Earlier in the discussion, Cole said the South African government still strongly believes that “we can mobilise the R1.5 trillion [for the JET programme], and that the plan is implementable over the period, with some extension, especially infrastructure investment that goes into 2030.”
Cole stressed that strong policy articulation and cross-government coordination are essential to unlocking funds.
He reiterated that credible, long-term planning is crucial to overcoming bottlenecks and mobilising investment, particularly for infrastructure development.
“A well-structured plan will attract financing, but only if we demonstrate clear absorptive capacity and capability,” Cole noted.
Fakir also underscored a broader issue: many African nations are grappling with debt distress, limiting their ability to secure new financing.
Countries such as Malawi, which heavily rely on foreign aid, face increasing economic constraints as Western nations reduce climate-related financial commitments.
“The future of climate finance is shifting. African nations must engage directly with alternative financiers, including development finance institutions in Asia, to unlock capital and build resilience,” said Fakir.
The panelists agreed that by strengthening domestic institutions and fostering partnerships, countries in Africa can take charge of their energy transitions, ensuring that funding serves their developmental and climate objectives, rather than external interests.
“US President Donald Trump signed Executive Order 14162 in terms of which the United States is engaging in a re-prioritisation exercise and is thus revoking and rescinding the US International Climate Finance Plan issued by the previous administration, including policies that were implemented to advance JETP,” said a statement issued on Thursday (6 December) by the Department of International Relations and Cooperation (DIRCO).
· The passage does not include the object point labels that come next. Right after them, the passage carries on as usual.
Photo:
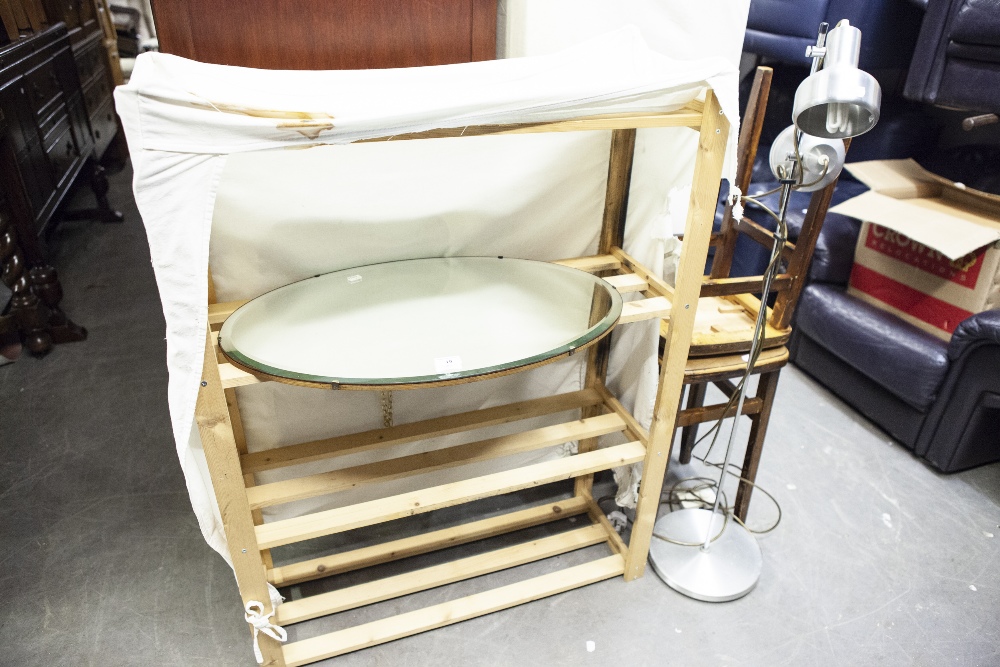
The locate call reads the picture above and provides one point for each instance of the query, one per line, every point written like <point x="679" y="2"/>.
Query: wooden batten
<point x="385" y="630"/>
<point x="628" y="282"/>
<point x="592" y="264"/>
<point x="300" y="488"/>
<point x="326" y="566"/>
<point x="427" y="578"/>
<point x="596" y="412"/>
<point x="657" y="307"/>
<point x="342" y="519"/>
<point x="318" y="450"/>
<point x="615" y="122"/>
<point x="697" y="233"/>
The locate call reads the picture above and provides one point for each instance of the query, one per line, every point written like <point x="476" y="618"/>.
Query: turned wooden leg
<point x="758" y="430"/>
<point x="45" y="284"/>
<point x="689" y="434"/>
<point x="99" y="184"/>
<point x="34" y="303"/>
<point x="29" y="313"/>
<point x="103" y="211"/>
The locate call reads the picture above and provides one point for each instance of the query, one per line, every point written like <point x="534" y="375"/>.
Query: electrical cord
<point x="756" y="347"/>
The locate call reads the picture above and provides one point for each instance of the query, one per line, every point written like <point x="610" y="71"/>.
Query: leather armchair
<point x="941" y="400"/>
<point x="782" y="29"/>
<point x="957" y="59"/>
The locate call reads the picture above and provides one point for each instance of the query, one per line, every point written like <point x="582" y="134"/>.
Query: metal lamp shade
<point x="839" y="101"/>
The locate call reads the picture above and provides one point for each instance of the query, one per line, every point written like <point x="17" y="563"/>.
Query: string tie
<point x="255" y="616"/>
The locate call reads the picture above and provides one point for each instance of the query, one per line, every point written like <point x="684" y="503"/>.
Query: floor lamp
<point x="700" y="552"/>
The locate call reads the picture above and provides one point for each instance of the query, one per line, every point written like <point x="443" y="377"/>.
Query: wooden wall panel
<point x="327" y="34"/>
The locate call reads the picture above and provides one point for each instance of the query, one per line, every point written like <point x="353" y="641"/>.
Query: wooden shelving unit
<point x="241" y="498"/>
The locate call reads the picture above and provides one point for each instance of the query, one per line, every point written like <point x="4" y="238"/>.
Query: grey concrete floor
<point x="878" y="559"/>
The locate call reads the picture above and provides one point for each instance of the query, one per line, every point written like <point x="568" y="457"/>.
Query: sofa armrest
<point x="980" y="329"/>
<point x="834" y="253"/>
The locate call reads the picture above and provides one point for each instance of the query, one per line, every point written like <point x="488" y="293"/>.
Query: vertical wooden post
<point x="612" y="235"/>
<point x="766" y="387"/>
<point x="219" y="444"/>
<point x="805" y="244"/>
<point x="753" y="122"/>
<point x="697" y="233"/>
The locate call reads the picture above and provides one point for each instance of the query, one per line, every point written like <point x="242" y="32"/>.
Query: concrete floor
<point x="878" y="560"/>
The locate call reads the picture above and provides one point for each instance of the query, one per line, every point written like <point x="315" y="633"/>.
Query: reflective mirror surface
<point x="420" y="321"/>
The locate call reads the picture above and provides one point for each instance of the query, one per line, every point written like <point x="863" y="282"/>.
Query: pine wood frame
<point x="239" y="498"/>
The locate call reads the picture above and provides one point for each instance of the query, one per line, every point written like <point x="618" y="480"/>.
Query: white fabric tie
<point x="736" y="197"/>
<point x="261" y="623"/>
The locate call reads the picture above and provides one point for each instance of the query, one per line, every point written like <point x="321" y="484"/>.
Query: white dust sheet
<point x="215" y="178"/>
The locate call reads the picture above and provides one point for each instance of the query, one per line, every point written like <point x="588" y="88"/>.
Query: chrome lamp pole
<point x="700" y="552"/>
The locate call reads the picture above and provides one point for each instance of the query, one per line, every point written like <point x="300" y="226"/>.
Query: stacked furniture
<point x="57" y="121"/>
<point x="232" y="468"/>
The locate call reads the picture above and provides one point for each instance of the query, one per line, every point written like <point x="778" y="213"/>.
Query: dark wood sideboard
<point x="57" y="121"/>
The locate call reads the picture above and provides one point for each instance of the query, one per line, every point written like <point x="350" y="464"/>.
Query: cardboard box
<point x="929" y="249"/>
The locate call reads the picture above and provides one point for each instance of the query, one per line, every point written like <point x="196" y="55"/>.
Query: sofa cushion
<point x="977" y="22"/>
<point x="907" y="362"/>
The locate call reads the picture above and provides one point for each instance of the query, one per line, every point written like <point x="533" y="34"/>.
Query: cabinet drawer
<point x="43" y="88"/>
<point x="105" y="125"/>
<point x="88" y="61"/>
<point x="63" y="154"/>
<point x="52" y="127"/>
<point x="96" y="92"/>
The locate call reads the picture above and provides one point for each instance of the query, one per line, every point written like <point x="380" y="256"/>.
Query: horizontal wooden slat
<point x="317" y="568"/>
<point x="372" y="592"/>
<point x="288" y="531"/>
<point x="396" y="435"/>
<point x="592" y="264"/>
<point x="385" y="630"/>
<point x="763" y="236"/>
<point x="656" y="283"/>
<point x="746" y="285"/>
<point x="219" y="312"/>
<point x="707" y="369"/>
<point x="300" y="488"/>
<point x="680" y="118"/>
<point x="633" y="427"/>
<point x="233" y="377"/>
<point x="644" y="309"/>
<point x="710" y="413"/>
<point x="628" y="282"/>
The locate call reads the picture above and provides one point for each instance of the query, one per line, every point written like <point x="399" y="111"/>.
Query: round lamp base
<point x="727" y="570"/>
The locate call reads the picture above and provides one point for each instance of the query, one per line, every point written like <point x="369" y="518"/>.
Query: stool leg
<point x="758" y="430"/>
<point x="689" y="434"/>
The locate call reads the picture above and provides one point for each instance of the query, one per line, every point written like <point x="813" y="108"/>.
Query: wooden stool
<point x="728" y="308"/>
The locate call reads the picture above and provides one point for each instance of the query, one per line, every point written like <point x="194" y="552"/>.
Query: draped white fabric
<point x="213" y="176"/>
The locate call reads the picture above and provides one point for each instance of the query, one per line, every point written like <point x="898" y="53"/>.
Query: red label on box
<point x="963" y="271"/>
<point x="915" y="303"/>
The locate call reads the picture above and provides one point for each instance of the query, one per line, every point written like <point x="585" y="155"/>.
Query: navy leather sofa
<point x="957" y="60"/>
<point x="940" y="400"/>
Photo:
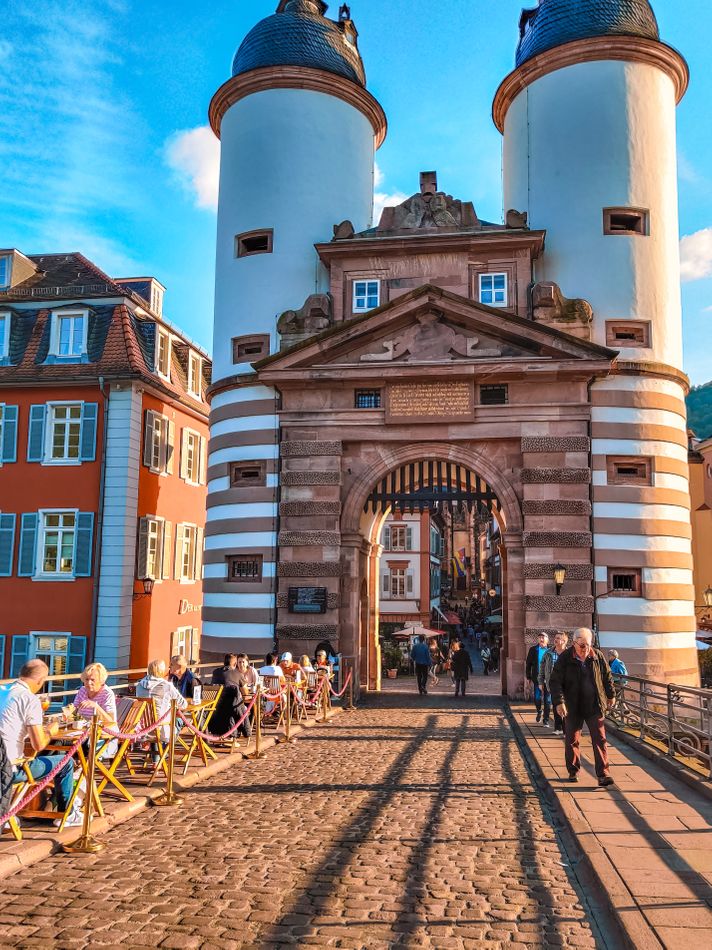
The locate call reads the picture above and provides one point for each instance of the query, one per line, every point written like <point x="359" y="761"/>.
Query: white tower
<point x="298" y="135"/>
<point x="588" y="117"/>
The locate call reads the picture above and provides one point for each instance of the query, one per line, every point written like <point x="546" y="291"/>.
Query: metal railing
<point x="678" y="718"/>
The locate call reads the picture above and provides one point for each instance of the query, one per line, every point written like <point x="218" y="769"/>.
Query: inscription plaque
<point x="431" y="401"/>
<point x="307" y="600"/>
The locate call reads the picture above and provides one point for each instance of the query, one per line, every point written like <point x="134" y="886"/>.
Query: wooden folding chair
<point x="273" y="685"/>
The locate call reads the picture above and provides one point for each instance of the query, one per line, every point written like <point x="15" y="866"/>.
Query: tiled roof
<point x="300" y="35"/>
<point x="556" y="22"/>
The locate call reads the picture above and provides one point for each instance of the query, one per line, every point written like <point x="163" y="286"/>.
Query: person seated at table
<point x="229" y="667"/>
<point x="94" y="696"/>
<point x="272" y="668"/>
<point x="155" y="686"/>
<point x="21" y="719"/>
<point x="182" y="678"/>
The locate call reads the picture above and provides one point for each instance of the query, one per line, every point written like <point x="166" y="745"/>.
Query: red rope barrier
<point x="208" y="736"/>
<point x="40" y="786"/>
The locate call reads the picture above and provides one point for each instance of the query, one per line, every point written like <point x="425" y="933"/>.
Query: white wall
<point x="299" y="162"/>
<point x="595" y="135"/>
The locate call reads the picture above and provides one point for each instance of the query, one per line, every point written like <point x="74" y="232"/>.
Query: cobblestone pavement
<point x="409" y="823"/>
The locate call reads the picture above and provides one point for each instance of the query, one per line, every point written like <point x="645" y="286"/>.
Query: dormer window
<point x="69" y="334"/>
<point x="4" y="335"/>
<point x="493" y="290"/>
<point x="367" y="295"/>
<point x="195" y="367"/>
<point x="163" y="354"/>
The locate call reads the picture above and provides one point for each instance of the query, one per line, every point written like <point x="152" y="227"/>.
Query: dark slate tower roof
<point x="555" y="22"/>
<point x="299" y="34"/>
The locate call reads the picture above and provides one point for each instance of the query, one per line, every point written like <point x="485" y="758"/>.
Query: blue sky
<point x="103" y="145"/>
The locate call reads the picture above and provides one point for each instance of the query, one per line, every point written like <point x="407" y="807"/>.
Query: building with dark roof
<point x="103" y="435"/>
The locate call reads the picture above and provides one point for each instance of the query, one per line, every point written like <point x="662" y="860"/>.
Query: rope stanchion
<point x="258" y="753"/>
<point x="42" y="785"/>
<point x="169" y="797"/>
<point x="85" y="844"/>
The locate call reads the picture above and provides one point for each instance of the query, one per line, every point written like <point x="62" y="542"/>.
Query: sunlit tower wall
<point x="298" y="135"/>
<point x="589" y="125"/>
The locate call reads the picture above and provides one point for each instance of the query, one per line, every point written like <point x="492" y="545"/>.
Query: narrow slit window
<point x="368" y="399"/>
<point x="626" y="221"/>
<point x="254" y="242"/>
<point x="494" y="395"/>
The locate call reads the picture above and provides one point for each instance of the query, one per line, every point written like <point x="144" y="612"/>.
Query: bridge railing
<point x="677" y="720"/>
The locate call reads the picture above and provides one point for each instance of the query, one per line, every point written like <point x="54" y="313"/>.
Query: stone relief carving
<point x="316" y="315"/>
<point x="430" y="340"/>
<point x="550" y="307"/>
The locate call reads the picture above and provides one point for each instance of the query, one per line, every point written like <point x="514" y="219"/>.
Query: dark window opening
<point x="624" y="583"/>
<point x="494" y="395"/>
<point x="247" y="349"/>
<point x="254" y="242"/>
<point x="368" y="399"/>
<point x="247" y="473"/>
<point x="625" y="221"/>
<point x="244" y="568"/>
<point x="628" y="333"/>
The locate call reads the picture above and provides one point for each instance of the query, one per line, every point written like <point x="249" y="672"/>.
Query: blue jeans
<point x="42" y="765"/>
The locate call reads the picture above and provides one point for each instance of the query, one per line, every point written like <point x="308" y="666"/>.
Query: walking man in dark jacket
<point x="420" y="655"/>
<point x="581" y="690"/>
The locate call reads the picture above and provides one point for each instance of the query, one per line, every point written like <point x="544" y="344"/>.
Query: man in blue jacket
<point x="420" y="655"/>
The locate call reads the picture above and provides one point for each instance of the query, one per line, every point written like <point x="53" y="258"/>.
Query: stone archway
<point x="364" y="569"/>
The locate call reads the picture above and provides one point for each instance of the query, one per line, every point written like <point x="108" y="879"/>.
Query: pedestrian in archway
<point x="461" y="668"/>
<point x="582" y="690"/>
<point x="420" y="655"/>
<point x="534" y="658"/>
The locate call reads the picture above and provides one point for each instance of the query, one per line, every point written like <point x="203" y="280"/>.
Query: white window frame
<point x="195" y="360"/>
<point x="188" y="553"/>
<point x="49" y="434"/>
<point x="57" y="316"/>
<point x="183" y="638"/>
<point x="40" y="572"/>
<point x="51" y="654"/>
<point x="163" y="335"/>
<point x="356" y="297"/>
<point x="491" y="276"/>
<point x="5" y="341"/>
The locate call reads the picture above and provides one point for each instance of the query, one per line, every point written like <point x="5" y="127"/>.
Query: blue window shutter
<point x="7" y="544"/>
<point x="20" y="654"/>
<point x="88" y="437"/>
<point x="35" y="439"/>
<point x="28" y="545"/>
<point x="8" y="449"/>
<point x="83" y="544"/>
<point x="77" y="654"/>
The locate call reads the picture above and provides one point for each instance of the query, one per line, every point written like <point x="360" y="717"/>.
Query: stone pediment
<point x="432" y="326"/>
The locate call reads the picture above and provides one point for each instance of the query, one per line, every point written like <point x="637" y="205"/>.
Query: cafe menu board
<point x="307" y="600"/>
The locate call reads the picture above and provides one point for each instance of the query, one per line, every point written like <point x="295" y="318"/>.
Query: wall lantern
<point x="559" y="577"/>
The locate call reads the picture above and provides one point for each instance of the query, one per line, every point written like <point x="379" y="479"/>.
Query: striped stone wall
<point x="645" y="526"/>
<point x="244" y="427"/>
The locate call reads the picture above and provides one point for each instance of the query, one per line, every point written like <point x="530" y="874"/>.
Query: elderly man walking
<point x="581" y="690"/>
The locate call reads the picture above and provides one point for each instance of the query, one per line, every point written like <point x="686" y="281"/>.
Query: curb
<point x="23" y="854"/>
<point x="611" y="894"/>
<point x="698" y="783"/>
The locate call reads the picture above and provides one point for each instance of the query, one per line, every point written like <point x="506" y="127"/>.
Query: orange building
<point x="103" y="445"/>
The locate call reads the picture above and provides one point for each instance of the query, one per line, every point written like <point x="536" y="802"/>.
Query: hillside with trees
<point x="699" y="410"/>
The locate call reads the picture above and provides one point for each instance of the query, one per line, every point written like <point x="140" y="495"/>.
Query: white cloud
<point x="696" y="255"/>
<point x="194" y="155"/>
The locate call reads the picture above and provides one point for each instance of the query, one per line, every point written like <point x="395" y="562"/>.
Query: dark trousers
<point x="421" y="672"/>
<point x="573" y="724"/>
The Department said that as a result, effective immediately, the US has announced the termination of its membership of the International Partners Group (IPG) for JETPs South Africa, Indonesia and Vietnam.
“With the US withdrawal, associated financial pledges are also withdrawn. Grant projects that were previously funded and in planning or implementation phases have been cancelled. South Africa notes the decision and remains committed to the implementation of international agreements, including decisions taken at the historic Paris Climate Change Conference. South Africa and other international partners will evaluate the implications of the US withdrawal from the JETP.”
The US had initially pledged more than $1.5 billion of grant and commercial funding to the JET partnership.